When we sidle into the kitchen together, Amy is slamming cupboards open, wrenching the drawers out so roughly that the cutlery jangles discordantly. A fork falls, hits the floor at a strange angle and ricochets back into the air, then clatters a drumroll against the tiles as if fighting to stay airborne. When it has stilled, I look up to find Amy standing braced over the sink.

‘I’m sorry, Evie.’ Her voice is hoarse.

‘It’s OK,’ I whisper. I swallow and try again, louder. ‘It’s OK.’

Amy shakes her head, but doesn’t turn.

Paul moves to touch her arm, but she steps away from him, hands raking through her hair. ‘I know you think I’m not pushing,’ Paul says, his voice tight, ‘but Evie’s got enough to deal with without a pointless battle.’

‘It’s not pointless, Paul,’ Amy hisses, still not looking at either of us.

‘Yes,’ Paul says as I take a quiet step towards the door, ‘it is.’

‘It’s not pointless just because we can’t win,’ Amy whispers.
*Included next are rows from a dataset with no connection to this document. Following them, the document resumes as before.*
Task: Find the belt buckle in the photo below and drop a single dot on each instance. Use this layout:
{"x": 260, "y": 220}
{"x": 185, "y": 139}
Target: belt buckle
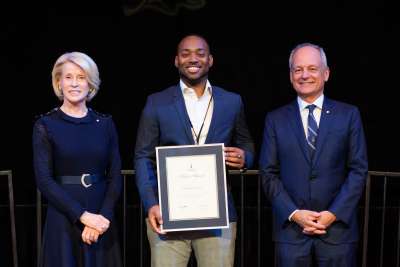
{"x": 83, "y": 180}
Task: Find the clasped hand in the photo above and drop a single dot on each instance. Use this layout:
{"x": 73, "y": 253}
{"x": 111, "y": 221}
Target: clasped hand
{"x": 314, "y": 223}
{"x": 95, "y": 225}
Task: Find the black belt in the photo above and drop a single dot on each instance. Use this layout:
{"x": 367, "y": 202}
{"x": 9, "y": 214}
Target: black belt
{"x": 85, "y": 179}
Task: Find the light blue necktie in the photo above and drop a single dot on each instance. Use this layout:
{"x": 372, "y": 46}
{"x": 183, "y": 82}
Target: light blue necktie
{"x": 312, "y": 129}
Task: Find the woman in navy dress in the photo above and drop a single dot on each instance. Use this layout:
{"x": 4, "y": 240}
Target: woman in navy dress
{"x": 78, "y": 170}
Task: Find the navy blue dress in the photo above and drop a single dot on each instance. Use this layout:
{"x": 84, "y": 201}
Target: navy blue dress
{"x": 64, "y": 145}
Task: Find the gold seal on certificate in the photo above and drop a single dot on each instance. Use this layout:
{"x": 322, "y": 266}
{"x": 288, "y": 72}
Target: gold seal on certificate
{"x": 192, "y": 187}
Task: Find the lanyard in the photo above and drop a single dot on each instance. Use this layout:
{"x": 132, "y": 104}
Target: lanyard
{"x": 202, "y": 125}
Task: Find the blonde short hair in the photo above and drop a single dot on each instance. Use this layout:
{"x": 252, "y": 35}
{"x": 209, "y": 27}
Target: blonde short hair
{"x": 88, "y": 66}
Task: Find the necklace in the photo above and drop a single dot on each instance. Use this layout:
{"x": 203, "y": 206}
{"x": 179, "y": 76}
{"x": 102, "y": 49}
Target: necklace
{"x": 197, "y": 135}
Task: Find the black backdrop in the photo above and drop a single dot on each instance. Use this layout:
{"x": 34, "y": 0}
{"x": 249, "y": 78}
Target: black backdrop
{"x": 250, "y": 41}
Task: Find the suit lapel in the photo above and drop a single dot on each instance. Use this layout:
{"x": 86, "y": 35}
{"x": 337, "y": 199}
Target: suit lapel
{"x": 323, "y": 129}
{"x": 298, "y": 129}
{"x": 180, "y": 107}
{"x": 216, "y": 116}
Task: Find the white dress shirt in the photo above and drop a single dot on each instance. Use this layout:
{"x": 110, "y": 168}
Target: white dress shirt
{"x": 197, "y": 108}
{"x": 304, "y": 118}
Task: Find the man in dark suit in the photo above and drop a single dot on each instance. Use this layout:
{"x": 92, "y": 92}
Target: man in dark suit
{"x": 313, "y": 166}
{"x": 192, "y": 112}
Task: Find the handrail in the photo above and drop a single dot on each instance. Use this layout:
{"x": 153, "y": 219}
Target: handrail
{"x": 8, "y": 173}
{"x": 241, "y": 174}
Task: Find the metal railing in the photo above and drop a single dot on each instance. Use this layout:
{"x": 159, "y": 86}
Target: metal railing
{"x": 242, "y": 217}
{"x": 11, "y": 204}
{"x": 385, "y": 176}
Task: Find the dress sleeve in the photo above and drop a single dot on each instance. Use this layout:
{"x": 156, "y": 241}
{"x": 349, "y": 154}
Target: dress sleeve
{"x": 114, "y": 172}
{"x": 43, "y": 167}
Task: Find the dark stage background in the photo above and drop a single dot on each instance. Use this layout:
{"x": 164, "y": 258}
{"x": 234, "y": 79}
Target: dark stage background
{"x": 133, "y": 42}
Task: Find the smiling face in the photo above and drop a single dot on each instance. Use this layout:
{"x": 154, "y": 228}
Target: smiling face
{"x": 193, "y": 60}
{"x": 73, "y": 83}
{"x": 308, "y": 74}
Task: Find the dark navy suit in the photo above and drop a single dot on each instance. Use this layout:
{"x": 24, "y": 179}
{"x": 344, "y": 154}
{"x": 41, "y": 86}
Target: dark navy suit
{"x": 333, "y": 179}
{"x": 165, "y": 122}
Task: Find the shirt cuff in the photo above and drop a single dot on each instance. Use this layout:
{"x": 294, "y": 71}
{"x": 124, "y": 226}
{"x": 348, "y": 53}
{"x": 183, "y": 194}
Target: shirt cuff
{"x": 291, "y": 215}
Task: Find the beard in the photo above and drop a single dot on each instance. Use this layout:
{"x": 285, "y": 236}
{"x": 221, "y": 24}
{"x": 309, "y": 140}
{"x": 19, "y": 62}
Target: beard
{"x": 193, "y": 81}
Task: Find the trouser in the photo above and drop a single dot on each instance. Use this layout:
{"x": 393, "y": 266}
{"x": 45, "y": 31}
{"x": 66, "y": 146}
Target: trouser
{"x": 212, "y": 248}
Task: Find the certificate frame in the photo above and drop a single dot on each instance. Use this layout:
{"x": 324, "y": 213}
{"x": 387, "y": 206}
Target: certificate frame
{"x": 184, "y": 205}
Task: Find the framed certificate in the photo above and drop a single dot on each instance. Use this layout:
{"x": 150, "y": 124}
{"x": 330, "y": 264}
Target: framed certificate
{"x": 192, "y": 187}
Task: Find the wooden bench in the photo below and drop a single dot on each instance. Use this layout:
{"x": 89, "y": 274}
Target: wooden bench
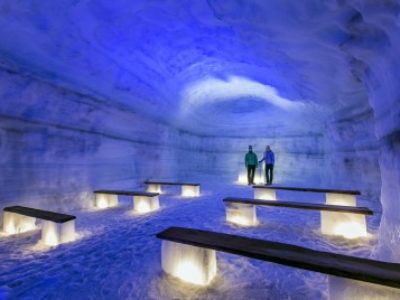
{"x": 187, "y": 189}
{"x": 143, "y": 202}
{"x": 57, "y": 228}
{"x": 346, "y": 221}
{"x": 189, "y": 254}
{"x": 333, "y": 196}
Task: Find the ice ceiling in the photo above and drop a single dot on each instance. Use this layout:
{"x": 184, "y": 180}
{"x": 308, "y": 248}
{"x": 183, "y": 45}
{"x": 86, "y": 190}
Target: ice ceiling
{"x": 212, "y": 67}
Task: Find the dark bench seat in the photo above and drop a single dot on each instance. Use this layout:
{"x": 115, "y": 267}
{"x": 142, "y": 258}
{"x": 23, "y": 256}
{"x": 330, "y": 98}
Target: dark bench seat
{"x": 143, "y": 202}
{"x": 40, "y": 214}
{"x": 301, "y": 205}
{"x": 361, "y": 269}
{"x": 170, "y": 183}
{"x": 126, "y": 193}
{"x": 332, "y": 196}
{"x": 347, "y": 221}
{"x": 187, "y": 189}
{"x": 306, "y": 189}
{"x": 56, "y": 228}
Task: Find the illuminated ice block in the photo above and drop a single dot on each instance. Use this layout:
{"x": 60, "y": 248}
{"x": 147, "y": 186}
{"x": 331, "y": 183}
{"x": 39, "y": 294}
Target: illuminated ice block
{"x": 145, "y": 204}
{"x": 341, "y": 199}
{"x": 241, "y": 214}
{"x": 242, "y": 178}
{"x": 106, "y": 200}
{"x": 154, "y": 188}
{"x": 15, "y": 223}
{"x": 264, "y": 194}
{"x": 348, "y": 225}
{"x": 57, "y": 233}
{"x": 344, "y": 289}
{"x": 190, "y": 190}
{"x": 189, "y": 263}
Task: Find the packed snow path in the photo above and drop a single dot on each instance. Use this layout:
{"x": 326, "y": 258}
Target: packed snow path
{"x": 118, "y": 257}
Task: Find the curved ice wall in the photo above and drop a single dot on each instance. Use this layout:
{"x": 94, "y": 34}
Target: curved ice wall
{"x": 108, "y": 93}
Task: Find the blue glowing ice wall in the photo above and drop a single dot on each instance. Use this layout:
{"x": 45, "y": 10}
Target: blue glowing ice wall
{"x": 105, "y": 93}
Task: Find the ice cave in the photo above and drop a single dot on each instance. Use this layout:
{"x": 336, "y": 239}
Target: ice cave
{"x": 124, "y": 134}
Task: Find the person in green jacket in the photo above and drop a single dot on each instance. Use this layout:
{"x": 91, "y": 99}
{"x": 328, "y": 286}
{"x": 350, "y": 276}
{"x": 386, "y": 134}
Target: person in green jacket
{"x": 251, "y": 163}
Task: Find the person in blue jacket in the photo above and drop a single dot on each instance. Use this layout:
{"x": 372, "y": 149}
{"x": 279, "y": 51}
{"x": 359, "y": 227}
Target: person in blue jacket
{"x": 251, "y": 162}
{"x": 269, "y": 159}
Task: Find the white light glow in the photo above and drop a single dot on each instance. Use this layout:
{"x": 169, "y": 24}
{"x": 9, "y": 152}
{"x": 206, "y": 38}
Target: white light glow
{"x": 103, "y": 201}
{"x": 242, "y": 178}
{"x": 347, "y": 225}
{"x": 190, "y": 272}
{"x": 14, "y": 223}
{"x": 241, "y": 214}
{"x": 341, "y": 199}
{"x": 190, "y": 191}
{"x": 350, "y": 230}
{"x": 265, "y": 194}
{"x": 145, "y": 204}
{"x": 213, "y": 89}
{"x": 189, "y": 263}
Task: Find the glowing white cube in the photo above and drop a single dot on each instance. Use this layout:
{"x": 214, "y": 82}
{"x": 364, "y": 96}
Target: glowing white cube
{"x": 348, "y": 225}
{"x": 241, "y": 214}
{"x": 145, "y": 204}
{"x": 242, "y": 178}
{"x": 341, "y": 199}
{"x": 15, "y": 223}
{"x": 154, "y": 188}
{"x": 105, "y": 200}
{"x": 189, "y": 263}
{"x": 264, "y": 194}
{"x": 343, "y": 289}
{"x": 57, "y": 233}
{"x": 190, "y": 190}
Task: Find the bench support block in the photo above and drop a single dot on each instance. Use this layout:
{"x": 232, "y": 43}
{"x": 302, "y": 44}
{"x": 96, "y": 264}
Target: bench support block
{"x": 342, "y": 289}
{"x": 154, "y": 188}
{"x": 57, "y": 233}
{"x": 106, "y": 200}
{"x": 265, "y": 194}
{"x": 189, "y": 263}
{"x": 344, "y": 224}
{"x": 144, "y": 204}
{"x": 241, "y": 214}
{"x": 341, "y": 199}
{"x": 15, "y": 223}
{"x": 190, "y": 190}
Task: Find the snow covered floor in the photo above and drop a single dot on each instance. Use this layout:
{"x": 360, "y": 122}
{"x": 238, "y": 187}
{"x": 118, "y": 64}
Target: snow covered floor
{"x": 118, "y": 256}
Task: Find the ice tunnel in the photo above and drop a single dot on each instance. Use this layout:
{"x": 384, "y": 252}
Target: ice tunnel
{"x": 101, "y": 94}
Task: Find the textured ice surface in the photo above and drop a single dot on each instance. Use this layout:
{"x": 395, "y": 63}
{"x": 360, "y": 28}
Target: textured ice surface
{"x": 98, "y": 94}
{"x": 119, "y": 257}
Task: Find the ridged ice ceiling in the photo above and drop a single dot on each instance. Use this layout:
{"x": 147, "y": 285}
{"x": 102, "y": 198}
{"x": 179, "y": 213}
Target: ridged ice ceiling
{"x": 220, "y": 67}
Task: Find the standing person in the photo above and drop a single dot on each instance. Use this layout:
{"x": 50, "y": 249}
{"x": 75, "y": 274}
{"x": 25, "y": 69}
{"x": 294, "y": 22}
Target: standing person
{"x": 251, "y": 162}
{"x": 269, "y": 159}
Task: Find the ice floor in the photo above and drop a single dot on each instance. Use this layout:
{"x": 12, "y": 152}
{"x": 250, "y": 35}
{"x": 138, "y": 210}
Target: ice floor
{"x": 118, "y": 256}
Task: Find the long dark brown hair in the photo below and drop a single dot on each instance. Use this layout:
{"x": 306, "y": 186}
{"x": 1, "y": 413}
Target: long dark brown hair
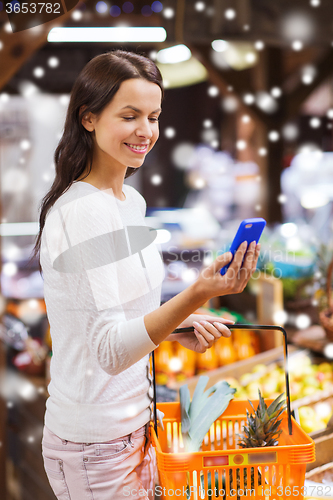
{"x": 93, "y": 90}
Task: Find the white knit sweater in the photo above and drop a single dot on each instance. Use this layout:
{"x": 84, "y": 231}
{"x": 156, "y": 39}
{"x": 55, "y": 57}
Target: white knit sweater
{"x": 97, "y": 291}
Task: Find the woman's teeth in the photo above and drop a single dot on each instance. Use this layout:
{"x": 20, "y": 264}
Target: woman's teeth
{"x": 138, "y": 148}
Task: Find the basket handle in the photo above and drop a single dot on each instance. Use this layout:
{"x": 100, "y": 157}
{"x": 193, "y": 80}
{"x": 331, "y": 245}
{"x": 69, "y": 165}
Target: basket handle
{"x": 328, "y": 286}
{"x": 240, "y": 327}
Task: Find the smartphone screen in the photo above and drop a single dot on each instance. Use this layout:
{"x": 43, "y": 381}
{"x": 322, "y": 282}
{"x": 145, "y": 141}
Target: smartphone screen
{"x": 249, "y": 230}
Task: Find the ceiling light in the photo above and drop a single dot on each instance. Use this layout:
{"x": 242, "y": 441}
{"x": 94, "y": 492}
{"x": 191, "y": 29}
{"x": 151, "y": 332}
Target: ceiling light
{"x": 173, "y": 55}
{"x": 106, "y": 34}
{"x": 219, "y": 45}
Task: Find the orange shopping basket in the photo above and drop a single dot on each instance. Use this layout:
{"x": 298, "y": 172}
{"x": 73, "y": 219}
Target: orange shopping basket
{"x": 222, "y": 470}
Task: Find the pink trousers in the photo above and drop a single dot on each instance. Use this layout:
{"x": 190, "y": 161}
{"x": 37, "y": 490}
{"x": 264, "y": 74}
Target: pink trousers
{"x": 113, "y": 470}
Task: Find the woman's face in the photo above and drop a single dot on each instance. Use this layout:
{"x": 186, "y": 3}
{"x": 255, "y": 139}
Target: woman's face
{"x": 127, "y": 128}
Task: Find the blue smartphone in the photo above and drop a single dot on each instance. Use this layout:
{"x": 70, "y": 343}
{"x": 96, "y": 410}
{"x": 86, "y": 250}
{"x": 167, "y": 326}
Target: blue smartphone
{"x": 249, "y": 230}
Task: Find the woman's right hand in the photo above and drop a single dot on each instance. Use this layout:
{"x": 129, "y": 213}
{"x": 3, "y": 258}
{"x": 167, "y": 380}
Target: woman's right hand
{"x": 210, "y": 282}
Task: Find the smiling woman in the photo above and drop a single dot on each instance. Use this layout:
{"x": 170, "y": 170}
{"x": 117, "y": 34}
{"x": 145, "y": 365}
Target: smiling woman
{"x": 123, "y": 133}
{"x": 102, "y": 287}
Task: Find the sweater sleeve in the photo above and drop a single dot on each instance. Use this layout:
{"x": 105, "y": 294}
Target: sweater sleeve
{"x": 89, "y": 246}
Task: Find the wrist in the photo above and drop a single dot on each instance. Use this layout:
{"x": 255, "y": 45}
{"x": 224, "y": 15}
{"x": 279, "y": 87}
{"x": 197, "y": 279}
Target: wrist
{"x": 200, "y": 296}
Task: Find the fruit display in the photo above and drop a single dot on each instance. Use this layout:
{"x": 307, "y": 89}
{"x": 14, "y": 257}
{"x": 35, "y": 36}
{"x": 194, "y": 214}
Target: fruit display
{"x": 311, "y": 388}
{"x": 174, "y": 363}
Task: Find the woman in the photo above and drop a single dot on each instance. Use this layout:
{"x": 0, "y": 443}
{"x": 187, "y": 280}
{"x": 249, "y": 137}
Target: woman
{"x": 102, "y": 282}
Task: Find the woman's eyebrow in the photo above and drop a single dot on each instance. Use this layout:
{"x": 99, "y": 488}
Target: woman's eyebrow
{"x": 139, "y": 110}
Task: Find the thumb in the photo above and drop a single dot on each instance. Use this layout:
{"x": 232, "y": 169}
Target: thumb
{"x": 221, "y": 261}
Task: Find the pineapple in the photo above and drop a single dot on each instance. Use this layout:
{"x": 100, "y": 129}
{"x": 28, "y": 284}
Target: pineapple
{"x": 262, "y": 428}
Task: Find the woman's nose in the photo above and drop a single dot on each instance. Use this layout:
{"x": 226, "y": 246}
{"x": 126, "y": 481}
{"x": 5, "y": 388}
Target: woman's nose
{"x": 144, "y": 129}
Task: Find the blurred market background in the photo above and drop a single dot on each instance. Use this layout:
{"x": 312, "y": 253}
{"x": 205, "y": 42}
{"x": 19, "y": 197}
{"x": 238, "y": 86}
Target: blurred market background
{"x": 246, "y": 131}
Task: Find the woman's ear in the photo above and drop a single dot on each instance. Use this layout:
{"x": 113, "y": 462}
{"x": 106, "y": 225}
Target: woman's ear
{"x": 87, "y": 120}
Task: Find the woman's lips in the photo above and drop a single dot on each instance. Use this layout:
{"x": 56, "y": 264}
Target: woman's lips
{"x": 140, "y": 149}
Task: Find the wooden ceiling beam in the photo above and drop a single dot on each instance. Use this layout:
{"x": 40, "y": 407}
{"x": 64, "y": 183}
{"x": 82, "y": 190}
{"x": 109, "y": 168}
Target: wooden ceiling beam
{"x": 301, "y": 92}
{"x": 226, "y": 79}
{"x": 18, "y": 47}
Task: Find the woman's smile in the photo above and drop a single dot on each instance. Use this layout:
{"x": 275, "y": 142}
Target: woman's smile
{"x": 137, "y": 148}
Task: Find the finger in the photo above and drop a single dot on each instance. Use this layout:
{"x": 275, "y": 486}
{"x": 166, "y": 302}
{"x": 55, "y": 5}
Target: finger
{"x": 205, "y": 332}
{"x": 256, "y": 257}
{"x": 202, "y": 341}
{"x": 211, "y": 319}
{"x": 238, "y": 259}
{"x": 221, "y": 261}
{"x": 246, "y": 270}
{"x": 223, "y": 329}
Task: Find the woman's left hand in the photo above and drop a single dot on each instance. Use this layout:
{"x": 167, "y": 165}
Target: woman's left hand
{"x": 207, "y": 330}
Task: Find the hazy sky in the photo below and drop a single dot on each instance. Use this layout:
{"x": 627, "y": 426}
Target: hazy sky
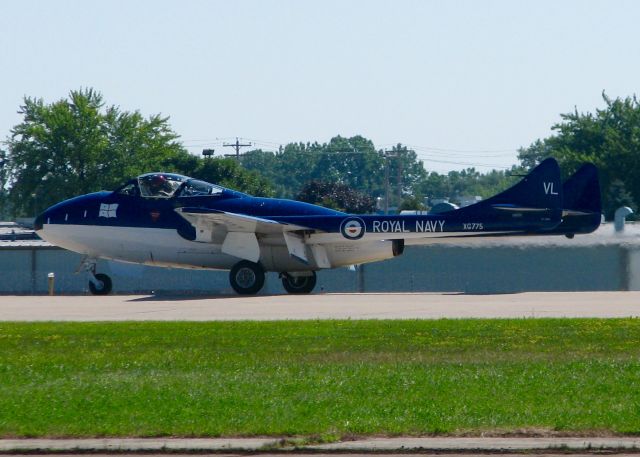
{"x": 465, "y": 83}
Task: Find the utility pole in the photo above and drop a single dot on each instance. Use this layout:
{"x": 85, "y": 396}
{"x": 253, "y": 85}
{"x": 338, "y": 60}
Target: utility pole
{"x": 387, "y": 155}
{"x": 237, "y": 145}
{"x": 399, "y": 181}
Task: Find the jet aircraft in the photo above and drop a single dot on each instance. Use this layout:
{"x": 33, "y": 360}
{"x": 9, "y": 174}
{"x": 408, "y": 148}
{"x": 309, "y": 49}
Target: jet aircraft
{"x": 170, "y": 220}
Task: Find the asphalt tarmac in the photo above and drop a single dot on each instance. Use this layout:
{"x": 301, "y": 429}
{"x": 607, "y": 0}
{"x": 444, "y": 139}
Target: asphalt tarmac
{"x": 319, "y": 306}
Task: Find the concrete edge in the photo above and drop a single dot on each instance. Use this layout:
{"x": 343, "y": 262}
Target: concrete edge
{"x": 373, "y": 445}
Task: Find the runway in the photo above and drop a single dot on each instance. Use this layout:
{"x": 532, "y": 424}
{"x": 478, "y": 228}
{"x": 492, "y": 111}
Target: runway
{"x": 320, "y": 306}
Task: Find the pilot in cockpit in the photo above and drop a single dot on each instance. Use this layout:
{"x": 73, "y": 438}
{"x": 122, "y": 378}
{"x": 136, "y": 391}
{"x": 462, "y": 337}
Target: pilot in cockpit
{"x": 157, "y": 186}
{"x": 160, "y": 187}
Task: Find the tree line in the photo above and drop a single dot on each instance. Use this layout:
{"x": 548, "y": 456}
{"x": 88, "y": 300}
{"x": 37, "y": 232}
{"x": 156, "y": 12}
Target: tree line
{"x": 79, "y": 144}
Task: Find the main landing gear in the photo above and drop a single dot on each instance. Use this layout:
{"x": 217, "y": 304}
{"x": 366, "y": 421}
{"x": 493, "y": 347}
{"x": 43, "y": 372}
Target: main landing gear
{"x": 99, "y": 283}
{"x": 247, "y": 278}
{"x": 299, "y": 284}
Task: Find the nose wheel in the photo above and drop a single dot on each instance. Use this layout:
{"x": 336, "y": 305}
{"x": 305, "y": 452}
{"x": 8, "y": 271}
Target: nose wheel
{"x": 299, "y": 284}
{"x": 100, "y": 284}
{"x": 247, "y": 278}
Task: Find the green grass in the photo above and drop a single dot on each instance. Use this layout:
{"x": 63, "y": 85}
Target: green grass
{"x": 326, "y": 378}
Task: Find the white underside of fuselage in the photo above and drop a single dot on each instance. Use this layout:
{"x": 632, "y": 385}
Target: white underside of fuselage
{"x": 150, "y": 246}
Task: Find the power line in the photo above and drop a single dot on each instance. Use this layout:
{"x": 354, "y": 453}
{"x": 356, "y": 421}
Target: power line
{"x": 237, "y": 145}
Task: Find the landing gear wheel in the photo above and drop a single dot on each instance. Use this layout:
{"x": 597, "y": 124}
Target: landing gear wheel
{"x": 105, "y": 286}
{"x": 299, "y": 284}
{"x": 247, "y": 278}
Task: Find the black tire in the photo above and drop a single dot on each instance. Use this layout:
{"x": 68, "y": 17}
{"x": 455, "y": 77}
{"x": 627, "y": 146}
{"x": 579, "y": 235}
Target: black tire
{"x": 247, "y": 278}
{"x": 300, "y": 284}
{"x": 106, "y": 285}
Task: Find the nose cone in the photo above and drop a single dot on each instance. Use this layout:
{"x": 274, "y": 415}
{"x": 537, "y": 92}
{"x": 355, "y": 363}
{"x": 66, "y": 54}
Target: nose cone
{"x": 39, "y": 221}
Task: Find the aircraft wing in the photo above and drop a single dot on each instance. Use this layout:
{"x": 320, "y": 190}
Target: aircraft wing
{"x": 239, "y": 232}
{"x": 235, "y": 222}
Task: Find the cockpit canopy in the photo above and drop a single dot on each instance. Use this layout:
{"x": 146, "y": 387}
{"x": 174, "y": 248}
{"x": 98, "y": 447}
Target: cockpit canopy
{"x": 168, "y": 185}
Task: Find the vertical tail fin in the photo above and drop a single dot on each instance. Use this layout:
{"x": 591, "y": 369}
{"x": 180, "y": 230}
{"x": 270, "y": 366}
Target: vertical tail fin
{"x": 582, "y": 190}
{"x": 582, "y": 204}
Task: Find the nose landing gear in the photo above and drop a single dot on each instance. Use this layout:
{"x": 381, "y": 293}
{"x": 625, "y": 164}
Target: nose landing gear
{"x": 99, "y": 283}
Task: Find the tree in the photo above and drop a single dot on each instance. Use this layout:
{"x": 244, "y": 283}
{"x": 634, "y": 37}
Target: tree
{"x": 336, "y": 196}
{"x": 76, "y": 145}
{"x": 609, "y": 138}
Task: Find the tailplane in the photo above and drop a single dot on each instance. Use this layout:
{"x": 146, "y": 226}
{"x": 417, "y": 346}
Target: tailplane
{"x": 582, "y": 203}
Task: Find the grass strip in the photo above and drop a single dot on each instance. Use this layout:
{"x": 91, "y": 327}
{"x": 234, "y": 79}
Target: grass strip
{"x": 320, "y": 378}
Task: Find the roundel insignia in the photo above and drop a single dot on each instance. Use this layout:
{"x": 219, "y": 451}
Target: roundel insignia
{"x": 353, "y": 228}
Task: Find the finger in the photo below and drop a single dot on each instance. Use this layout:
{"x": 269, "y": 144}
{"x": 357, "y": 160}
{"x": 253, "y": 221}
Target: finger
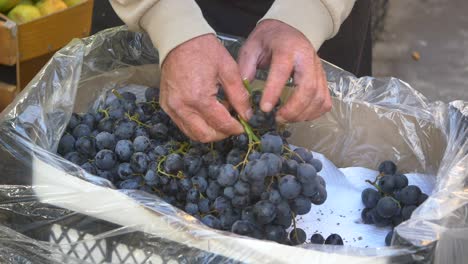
{"x": 197, "y": 127}
{"x": 304, "y": 99}
{"x": 248, "y": 59}
{"x": 219, "y": 118}
{"x": 236, "y": 93}
{"x": 280, "y": 71}
{"x": 188, "y": 120}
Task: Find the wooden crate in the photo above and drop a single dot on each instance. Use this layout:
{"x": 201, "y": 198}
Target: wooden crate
{"x": 30, "y": 45}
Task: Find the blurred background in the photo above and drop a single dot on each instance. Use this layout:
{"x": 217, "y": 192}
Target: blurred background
{"x": 422, "y": 42}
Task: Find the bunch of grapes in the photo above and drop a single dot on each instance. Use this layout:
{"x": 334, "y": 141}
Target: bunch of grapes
{"x": 252, "y": 184}
{"x": 392, "y": 200}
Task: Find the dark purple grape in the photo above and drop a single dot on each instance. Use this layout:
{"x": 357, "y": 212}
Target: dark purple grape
{"x": 388, "y": 238}
{"x": 193, "y": 195}
{"x": 241, "y": 188}
{"x": 235, "y": 156}
{"x": 334, "y": 239}
{"x": 124, "y": 150}
{"x": 89, "y": 120}
{"x": 387, "y": 207}
{"x": 289, "y": 166}
{"x": 301, "y": 155}
{"x": 387, "y": 183}
{"x": 254, "y": 155}
{"x": 229, "y": 192}
{"x": 316, "y": 163}
{"x": 289, "y": 187}
{"x": 139, "y": 162}
{"x": 213, "y": 190}
{"x": 222, "y": 204}
{"x": 152, "y": 94}
{"x": 125, "y": 130}
{"x": 319, "y": 197}
{"x": 273, "y": 162}
{"x": 204, "y": 206}
{"x": 275, "y": 233}
{"x": 409, "y": 195}
{"x": 159, "y": 131}
{"x": 370, "y": 197}
{"x": 124, "y": 171}
{"x": 227, "y": 219}
{"x": 141, "y": 131}
{"x": 401, "y": 181}
{"x": 200, "y": 183}
{"x": 173, "y": 163}
{"x": 141, "y": 144}
{"x": 379, "y": 220}
{"x": 240, "y": 201}
{"x": 387, "y": 168}
{"x": 66, "y": 144}
{"x": 264, "y": 212}
{"x": 228, "y": 175}
{"x": 106, "y": 124}
{"x": 422, "y": 198}
{"x": 270, "y": 143}
{"x": 89, "y": 167}
{"x": 75, "y": 120}
{"x": 283, "y": 215}
{"x": 105, "y": 159}
{"x": 297, "y": 236}
{"x": 192, "y": 164}
{"x": 317, "y": 239}
{"x": 86, "y": 146}
{"x": 407, "y": 211}
{"x": 306, "y": 173}
{"x": 242, "y": 227}
{"x": 366, "y": 216}
{"x": 191, "y": 208}
{"x": 75, "y": 158}
{"x": 130, "y": 184}
{"x": 301, "y": 205}
{"x": 256, "y": 170}
{"x": 81, "y": 130}
{"x": 105, "y": 140}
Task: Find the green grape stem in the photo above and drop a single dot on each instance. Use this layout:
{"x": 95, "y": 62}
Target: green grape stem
{"x": 117, "y": 94}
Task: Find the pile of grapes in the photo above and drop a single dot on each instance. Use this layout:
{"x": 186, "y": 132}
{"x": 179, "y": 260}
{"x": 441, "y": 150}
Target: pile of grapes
{"x": 252, "y": 184}
{"x": 392, "y": 200}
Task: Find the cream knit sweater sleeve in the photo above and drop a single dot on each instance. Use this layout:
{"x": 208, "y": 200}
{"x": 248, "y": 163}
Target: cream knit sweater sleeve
{"x": 170, "y": 23}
I take another step. ‘Sometimes people need to fight, Paul. We can’t always just give in.’

‘And which battle should we fight?’ Paul demands suddenly. ‘The little one we can’t win or the big one? Which unwinnable battle should we make Evie fight, given that she’ll have to do most of the work? What type of losing is going to make her feel better?’

I turn and leave them to it, though they fall silent as I make my way upstairs.

‘There are better things to spend our energies on,’ I hear Paul say as I reach the top of the steps. ‘There’s more than one way to get where we need to be, Amy.’

I curl up in bed with a book, but I don’t even manage to turn one page before Amy, eyes rather red, comes to fetch me for dinner an hour later. It’s a quiet meal, though the tension that has haunted the week seems to have gone for now.

Amy goes to bed early, while Paul and I stay up to watch a movie. Only neither of us watches. Instead, I watch Paul as he stares blankly at the TV, wondering if we’re both thinking about the same thing: other ways of getting even and those night-time adventures he keeps having with Uncle Ben.